I’ve seen so many films and television programmes featuring the Titanic. Almost all of us have seen James Cameron’s version of the events on Titanic, but although there were probably true love stories on the real ship, I don’t like how we are concentrating more on the love story, and I think a few parts could be taken out for our own sake… I’ve watched several documentaries and read so much about the Titanic that I feel as if I was a ghost on it. I’ve also been watching the current ITV series called “Titanic” a four part “epic drama” according to the STV player programme information. And despite it still grabbing my attentions and emotions, I don’t feel it gets me so much. However, there is one film which creates the right impression of Titanic. To me anyway…

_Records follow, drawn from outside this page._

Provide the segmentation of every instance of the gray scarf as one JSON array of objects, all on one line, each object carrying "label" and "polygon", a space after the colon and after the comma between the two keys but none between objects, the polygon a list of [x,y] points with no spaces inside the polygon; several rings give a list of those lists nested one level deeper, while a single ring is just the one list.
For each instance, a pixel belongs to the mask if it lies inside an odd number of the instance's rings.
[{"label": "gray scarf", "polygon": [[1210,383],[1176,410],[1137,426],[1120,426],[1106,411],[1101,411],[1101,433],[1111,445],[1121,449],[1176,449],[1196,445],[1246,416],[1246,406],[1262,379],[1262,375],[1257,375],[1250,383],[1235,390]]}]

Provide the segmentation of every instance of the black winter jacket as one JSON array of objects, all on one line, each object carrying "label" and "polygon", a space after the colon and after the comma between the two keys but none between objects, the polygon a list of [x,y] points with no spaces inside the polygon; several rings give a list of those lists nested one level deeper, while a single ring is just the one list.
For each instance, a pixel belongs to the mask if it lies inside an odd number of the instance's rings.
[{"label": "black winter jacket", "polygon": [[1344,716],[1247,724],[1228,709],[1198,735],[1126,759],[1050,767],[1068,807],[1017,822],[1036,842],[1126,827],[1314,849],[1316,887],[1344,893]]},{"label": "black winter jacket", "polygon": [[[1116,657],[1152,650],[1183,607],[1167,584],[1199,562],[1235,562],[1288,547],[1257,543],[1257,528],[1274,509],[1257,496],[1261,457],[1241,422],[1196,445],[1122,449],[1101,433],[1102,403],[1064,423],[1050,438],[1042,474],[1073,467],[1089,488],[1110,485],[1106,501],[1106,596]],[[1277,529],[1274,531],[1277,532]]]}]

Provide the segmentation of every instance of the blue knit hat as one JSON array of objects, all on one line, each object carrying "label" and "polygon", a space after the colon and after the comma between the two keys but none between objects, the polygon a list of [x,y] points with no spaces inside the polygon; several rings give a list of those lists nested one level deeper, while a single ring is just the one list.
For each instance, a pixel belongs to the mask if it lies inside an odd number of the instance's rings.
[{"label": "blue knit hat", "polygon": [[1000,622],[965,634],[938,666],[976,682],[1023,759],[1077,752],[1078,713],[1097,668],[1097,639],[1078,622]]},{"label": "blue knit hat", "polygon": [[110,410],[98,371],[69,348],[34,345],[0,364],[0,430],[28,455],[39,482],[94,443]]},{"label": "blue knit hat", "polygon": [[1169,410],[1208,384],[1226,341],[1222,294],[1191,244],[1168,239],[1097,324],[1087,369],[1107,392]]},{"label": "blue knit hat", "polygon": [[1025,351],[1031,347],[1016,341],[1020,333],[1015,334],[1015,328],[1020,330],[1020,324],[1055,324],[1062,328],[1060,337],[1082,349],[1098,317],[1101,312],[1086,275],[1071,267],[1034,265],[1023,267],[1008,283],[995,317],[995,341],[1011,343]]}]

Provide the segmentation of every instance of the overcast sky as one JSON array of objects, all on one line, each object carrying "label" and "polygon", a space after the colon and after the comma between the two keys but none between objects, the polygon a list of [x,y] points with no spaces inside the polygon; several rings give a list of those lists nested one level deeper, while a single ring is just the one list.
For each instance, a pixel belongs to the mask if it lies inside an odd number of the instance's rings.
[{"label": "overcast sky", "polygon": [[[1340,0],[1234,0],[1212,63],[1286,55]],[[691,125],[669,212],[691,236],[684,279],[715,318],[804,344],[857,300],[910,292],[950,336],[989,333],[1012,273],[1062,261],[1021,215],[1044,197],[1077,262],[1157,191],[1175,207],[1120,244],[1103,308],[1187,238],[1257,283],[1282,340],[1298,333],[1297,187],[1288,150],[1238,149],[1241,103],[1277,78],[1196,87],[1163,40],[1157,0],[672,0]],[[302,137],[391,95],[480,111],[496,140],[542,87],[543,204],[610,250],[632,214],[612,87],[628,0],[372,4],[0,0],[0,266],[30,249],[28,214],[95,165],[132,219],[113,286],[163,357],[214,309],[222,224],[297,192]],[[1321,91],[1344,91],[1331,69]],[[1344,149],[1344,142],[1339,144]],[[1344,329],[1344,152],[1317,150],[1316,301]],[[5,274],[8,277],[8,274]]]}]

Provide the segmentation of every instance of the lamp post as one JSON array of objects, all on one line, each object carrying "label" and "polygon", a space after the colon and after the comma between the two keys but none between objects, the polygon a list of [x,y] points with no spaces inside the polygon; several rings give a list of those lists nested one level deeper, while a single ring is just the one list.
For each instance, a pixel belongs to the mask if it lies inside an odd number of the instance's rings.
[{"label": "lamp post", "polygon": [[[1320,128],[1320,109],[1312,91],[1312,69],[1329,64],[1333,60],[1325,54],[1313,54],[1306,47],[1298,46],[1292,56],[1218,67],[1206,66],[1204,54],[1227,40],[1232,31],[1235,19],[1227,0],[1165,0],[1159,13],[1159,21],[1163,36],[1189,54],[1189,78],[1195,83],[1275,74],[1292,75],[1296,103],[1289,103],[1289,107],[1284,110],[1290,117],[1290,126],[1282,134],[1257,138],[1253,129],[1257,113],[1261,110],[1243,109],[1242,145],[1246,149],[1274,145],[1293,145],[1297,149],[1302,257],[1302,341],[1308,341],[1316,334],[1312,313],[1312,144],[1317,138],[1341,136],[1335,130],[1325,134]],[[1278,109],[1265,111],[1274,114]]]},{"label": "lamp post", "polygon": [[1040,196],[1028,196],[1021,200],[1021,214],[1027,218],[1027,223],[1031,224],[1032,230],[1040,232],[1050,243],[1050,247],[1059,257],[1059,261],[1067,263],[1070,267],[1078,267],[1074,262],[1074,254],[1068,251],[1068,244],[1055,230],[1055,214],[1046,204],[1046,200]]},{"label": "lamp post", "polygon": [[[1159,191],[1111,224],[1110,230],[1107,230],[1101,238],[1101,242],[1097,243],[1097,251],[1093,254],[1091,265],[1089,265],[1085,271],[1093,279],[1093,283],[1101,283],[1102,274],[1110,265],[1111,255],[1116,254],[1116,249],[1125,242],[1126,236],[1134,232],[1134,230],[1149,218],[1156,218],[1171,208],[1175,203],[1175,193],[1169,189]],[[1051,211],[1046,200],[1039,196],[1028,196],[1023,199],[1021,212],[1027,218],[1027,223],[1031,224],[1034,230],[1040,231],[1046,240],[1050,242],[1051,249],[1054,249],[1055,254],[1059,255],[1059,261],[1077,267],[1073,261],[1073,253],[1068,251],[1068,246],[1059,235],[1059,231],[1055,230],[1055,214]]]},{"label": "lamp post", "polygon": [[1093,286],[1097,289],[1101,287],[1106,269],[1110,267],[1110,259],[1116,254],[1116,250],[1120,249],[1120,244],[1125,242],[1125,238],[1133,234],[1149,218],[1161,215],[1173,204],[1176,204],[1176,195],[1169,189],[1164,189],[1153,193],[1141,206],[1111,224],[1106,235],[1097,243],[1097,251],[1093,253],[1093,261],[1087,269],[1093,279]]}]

Walter Lord’s “A Night to Remember” was the best film, to me, of the Titanic. Bearing in mind, this particular film was made public in 1958, way before the era of green screens and CGI and all that jazz. It showed the hard time the crew had but at the same time captured all of the scenes and events we had to see.

But enough about films.

RMS Titanic
- - (Photo credit: Wikipedia) - -

The story of Titanic almost annoys me. No one, unless they are not right in the head, can say they  enjoyed or liked the story of Titanic. It was such a tragic event and so many people lost there lives. However, it’s not that fact which annoyed me most. In fact, there was a few things that annoyed me. The first being the bluntness of the owners and builders of the ship who never put enough life boats on board the ship, and they barely met the safety regulations of the day. The second thing being the classes. Luckily, we are fortunate enough not to be categorised as widely as they did in the early 1900s. To me, first class, second class and third class was a joke. It was wrong. All should have been treated alike and everyone should have put their differences apart. Almost all of the programmes, documentaries and films feature this; the way the different passengers in different classes acted to wards their lower classes and superiors. And both of these annoying things tie together at the life boat part. First class woman and children first. Then second class woman and children first. Then third class, but both second class and third class and even some first class passengers didn’t stand a chance of survival, or a place on the life boats. The first class would have been complaining about how the situation was going (according to the films I have seen), second class would be trying and some failing to get on a life boat, most of them happy just to be safe, and third class, the ones with the most common sense the ones who listened and wanted to be on life boats and wanted to be in safety and wanted to stay alive.

But this all happened. And this event has changed the world. Our ships are now safer today thanks to the disaster of the Titanic. But all I can say is rest in peace to those who died on that night, and those who are now dead but survived to tell the tale.